A frase veio de uma amiga querida que dizia à filha ainda bebê (uma fofura, aliás, que já veio a um mundo bastante conectado às redes) que ela chorar ao ir para os meus braços não ia adiantar, afinal, “a gente não mora em uma caverna”. E, ainda rindo da metáfora, foi exatamente a nossa relação com dados pessoais na internet que me veio à cabeça. Evitar qualquer coleta de dados pessoais não é uma missão factível — voltemos aos exemplos mais banais do início desse texto. Não nos sobrou nem a ilha deserta, que pode ser vista sem muita dificuldade por ferramentas de geolocalização.

A solução também não pode ser aceitar simplesmente o uso desenfreado, desinformado ou irresponsável de dados cada vez mais precisos, interligados e com valor econômico. É necessária a consciência de que fornecer dados pessoais é apenas a ponta de um iceberg de possibilidades sobre o uso desses dados, quem terá acesso a eles ou a segurança em que eles serão armazenados. Acontecimentos recentes mostram que falhas na segurança de bancos de dados podem expor milhões de pessoas e serem usados para golpes financeiros, falsidade ideológica e uma série de ilegalidades. Saber sobre a segurança dos seus dados é não apenas uma necessidade, mas um direito de nós, titulares.

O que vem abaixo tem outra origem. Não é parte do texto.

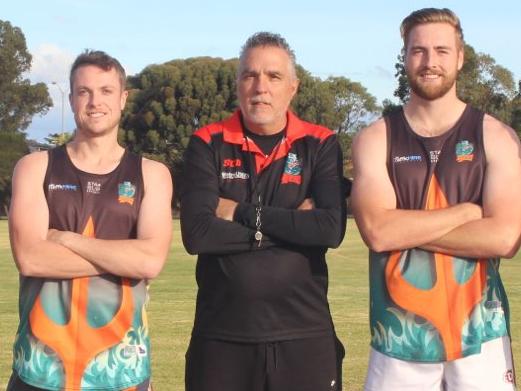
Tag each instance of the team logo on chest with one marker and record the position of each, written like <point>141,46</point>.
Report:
<point>292,169</point>
<point>231,170</point>
<point>464,151</point>
<point>126,193</point>
<point>93,187</point>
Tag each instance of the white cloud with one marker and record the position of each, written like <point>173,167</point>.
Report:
<point>51,63</point>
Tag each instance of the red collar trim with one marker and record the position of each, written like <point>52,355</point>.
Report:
<point>233,131</point>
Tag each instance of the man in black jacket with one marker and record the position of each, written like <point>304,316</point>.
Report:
<point>261,204</point>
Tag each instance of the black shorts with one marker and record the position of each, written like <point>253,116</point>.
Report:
<point>16,384</point>
<point>311,364</point>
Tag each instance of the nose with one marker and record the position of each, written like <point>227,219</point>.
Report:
<point>94,98</point>
<point>430,59</point>
<point>261,84</point>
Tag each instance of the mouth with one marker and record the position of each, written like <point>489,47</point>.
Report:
<point>430,76</point>
<point>95,114</point>
<point>260,103</point>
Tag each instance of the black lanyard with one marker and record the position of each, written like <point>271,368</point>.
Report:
<point>253,184</point>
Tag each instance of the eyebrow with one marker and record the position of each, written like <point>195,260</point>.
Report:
<point>438,47</point>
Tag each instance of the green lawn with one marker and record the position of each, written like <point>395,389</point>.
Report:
<point>173,297</point>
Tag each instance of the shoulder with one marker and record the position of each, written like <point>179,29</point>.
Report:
<point>497,134</point>
<point>34,162</point>
<point>309,129</point>
<point>155,169</point>
<point>374,133</point>
<point>207,132</point>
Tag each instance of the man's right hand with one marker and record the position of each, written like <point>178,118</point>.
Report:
<point>307,204</point>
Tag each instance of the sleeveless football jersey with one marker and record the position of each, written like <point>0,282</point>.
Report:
<point>427,306</point>
<point>89,333</point>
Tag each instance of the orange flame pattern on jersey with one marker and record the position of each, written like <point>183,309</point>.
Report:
<point>76,342</point>
<point>448,304</point>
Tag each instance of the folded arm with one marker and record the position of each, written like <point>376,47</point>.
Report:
<point>497,234</point>
<point>34,254</point>
<point>321,225</point>
<point>203,232</point>
<point>382,226</point>
<point>140,258</point>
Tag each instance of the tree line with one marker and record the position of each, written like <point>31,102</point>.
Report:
<point>168,101</point>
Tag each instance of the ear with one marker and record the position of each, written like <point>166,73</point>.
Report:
<point>123,99</point>
<point>461,58</point>
<point>294,86</point>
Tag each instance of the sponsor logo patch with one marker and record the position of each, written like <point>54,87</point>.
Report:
<point>62,187</point>
<point>434,156</point>
<point>231,163</point>
<point>235,175</point>
<point>407,159</point>
<point>464,151</point>
<point>292,170</point>
<point>126,193</point>
<point>93,187</point>
<point>509,377</point>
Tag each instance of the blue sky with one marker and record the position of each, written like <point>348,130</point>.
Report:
<point>356,39</point>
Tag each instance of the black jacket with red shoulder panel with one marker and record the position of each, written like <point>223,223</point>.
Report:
<point>277,290</point>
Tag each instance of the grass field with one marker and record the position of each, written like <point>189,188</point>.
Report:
<point>172,308</point>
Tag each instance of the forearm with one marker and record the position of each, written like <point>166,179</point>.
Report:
<point>46,259</point>
<point>399,229</point>
<point>132,258</point>
<point>484,238</point>
<point>204,233</point>
<point>324,224</point>
<point>316,227</point>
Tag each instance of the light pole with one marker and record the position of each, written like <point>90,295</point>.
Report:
<point>63,108</point>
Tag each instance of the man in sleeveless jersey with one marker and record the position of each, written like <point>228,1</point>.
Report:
<point>90,224</point>
<point>261,204</point>
<point>437,198</point>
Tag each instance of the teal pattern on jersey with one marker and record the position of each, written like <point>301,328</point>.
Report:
<point>405,335</point>
<point>121,366</point>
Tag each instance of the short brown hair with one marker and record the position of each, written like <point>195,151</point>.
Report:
<point>101,60</point>
<point>431,15</point>
<point>265,38</point>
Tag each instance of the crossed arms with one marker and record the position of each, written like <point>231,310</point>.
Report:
<point>210,224</point>
<point>40,252</point>
<point>465,229</point>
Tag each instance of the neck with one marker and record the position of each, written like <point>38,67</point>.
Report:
<point>431,118</point>
<point>95,155</point>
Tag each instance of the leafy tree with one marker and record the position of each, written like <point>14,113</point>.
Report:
<point>19,102</point>
<point>167,102</point>
<point>337,103</point>
<point>12,147</point>
<point>57,139</point>
<point>19,99</point>
<point>388,106</point>
<point>481,82</point>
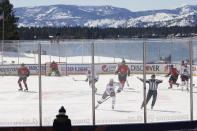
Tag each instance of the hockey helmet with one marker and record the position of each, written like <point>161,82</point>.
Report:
<point>123,61</point>
<point>111,81</point>
<point>89,71</point>
<point>22,65</point>
<point>153,76</point>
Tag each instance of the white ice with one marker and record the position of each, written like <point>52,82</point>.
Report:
<point>22,108</point>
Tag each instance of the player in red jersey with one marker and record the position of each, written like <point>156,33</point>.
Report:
<point>23,73</point>
<point>54,68</point>
<point>174,76</point>
<point>122,70</point>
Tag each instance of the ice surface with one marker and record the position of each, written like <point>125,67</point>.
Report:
<point>22,108</point>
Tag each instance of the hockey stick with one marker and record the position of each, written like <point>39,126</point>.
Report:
<point>77,80</point>
<point>127,83</point>
<point>102,102</point>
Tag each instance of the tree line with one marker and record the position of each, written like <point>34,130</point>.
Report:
<point>26,33</point>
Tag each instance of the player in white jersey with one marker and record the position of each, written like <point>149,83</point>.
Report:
<point>185,74</point>
<point>89,78</point>
<point>110,92</point>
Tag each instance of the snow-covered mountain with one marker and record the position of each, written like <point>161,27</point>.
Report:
<point>104,16</point>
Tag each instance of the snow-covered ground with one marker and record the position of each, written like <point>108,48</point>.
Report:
<point>22,108</point>
<point>12,58</point>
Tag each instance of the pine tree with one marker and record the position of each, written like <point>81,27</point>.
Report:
<point>10,27</point>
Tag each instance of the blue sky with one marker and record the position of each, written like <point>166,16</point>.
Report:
<point>133,5</point>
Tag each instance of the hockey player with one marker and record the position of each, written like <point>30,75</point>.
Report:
<point>54,68</point>
<point>110,92</point>
<point>153,85</point>
<point>123,71</point>
<point>173,76</point>
<point>89,78</point>
<point>23,73</point>
<point>185,74</point>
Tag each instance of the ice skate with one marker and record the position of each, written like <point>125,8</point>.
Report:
<point>21,89</point>
<point>96,106</point>
<point>26,90</point>
<point>113,107</point>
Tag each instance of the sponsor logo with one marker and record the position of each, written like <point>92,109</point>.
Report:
<point>104,68</point>
<point>108,68</point>
<point>154,68</point>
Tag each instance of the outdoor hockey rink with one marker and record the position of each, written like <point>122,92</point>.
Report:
<point>22,108</point>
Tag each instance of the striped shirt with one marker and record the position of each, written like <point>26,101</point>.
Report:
<point>153,84</point>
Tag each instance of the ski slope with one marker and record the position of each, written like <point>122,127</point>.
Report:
<point>22,108</point>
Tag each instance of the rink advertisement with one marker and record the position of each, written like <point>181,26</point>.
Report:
<point>12,69</point>
<point>101,68</point>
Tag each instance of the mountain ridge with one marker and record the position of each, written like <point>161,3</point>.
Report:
<point>104,16</point>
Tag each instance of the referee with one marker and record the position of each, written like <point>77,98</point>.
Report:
<point>153,85</point>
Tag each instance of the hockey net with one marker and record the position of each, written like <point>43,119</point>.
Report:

O dever de informação é reforçado no ecossistema de proteção de dados que se delineia com a aprovação, em 2018, da Lei Geral de Proteção de Dados. A nova lei entra em vigor no Brasil em 2020, mas isso não quer dizer que até lá estamos desprotegidos. Existem diversas garantias sobre direitos de consumidores, com destaque para o direito à informação, e outras situações sensíveis, como aquelas envolvendo a saúde dos titulares dos dados, crianças e adolescentes, ou sistemas bancários. Com essas e outras bases legais, a coleta de CPF por uma rede de drogarias foi coibida em Minas Gerais. A ação chamava a atenção pela falta de informações aos consumidores e o processo revela uma série de instruções sobre a “captação” do CPF de clientes, sem esclarecimento de finalidade ou padrões de segurança. A investigação e o processo administrativo foram conduzidos pelo PROCON-MG, com a participação do Instituto de Referência em Internet e Sociedade. Já em São Paulo, tramita uma ação civil pública contra a empresa que presta os serviços no metrô da maior cidade do Brasil, por instalar câmeras — sem informação ou consentimento das pessoas que pela via circulam diariamente — que captavam imagens para fins de publicidade.

Essas situações demonstram os diversos interesses que dados pessoais podem despertar. Estar consciente de seus usos, poder escolhê-los ou restringi-los a uma finalidade legítima são fundamentos de sua proteção, para muito além de leis ou regulações. Uma cultura de privacidade e proteção de dados pessoais se molda também por meio de ações simples, inseridas no cotidiano, assim como as tecnologias que os utilizam. Perguntar o porquê, ser informado e poder afirmar suas escolhas não são para “um novo mundo”, mas para o presente. Para agora. São sobre você, sobre cada um de nós e para que a gente saia da caverna, afinal.

*Luíza Brandão é mestranda e bacharela em Direito pela Universidade Federal de Minas Gerais. É fundadora e diretora do Instituto de Referência em Internet e Sociedade (IRIS). Escreve em sua capacidade pessoal.

As opiniões e perspectivas retratadas neste artigo pertencem à autora.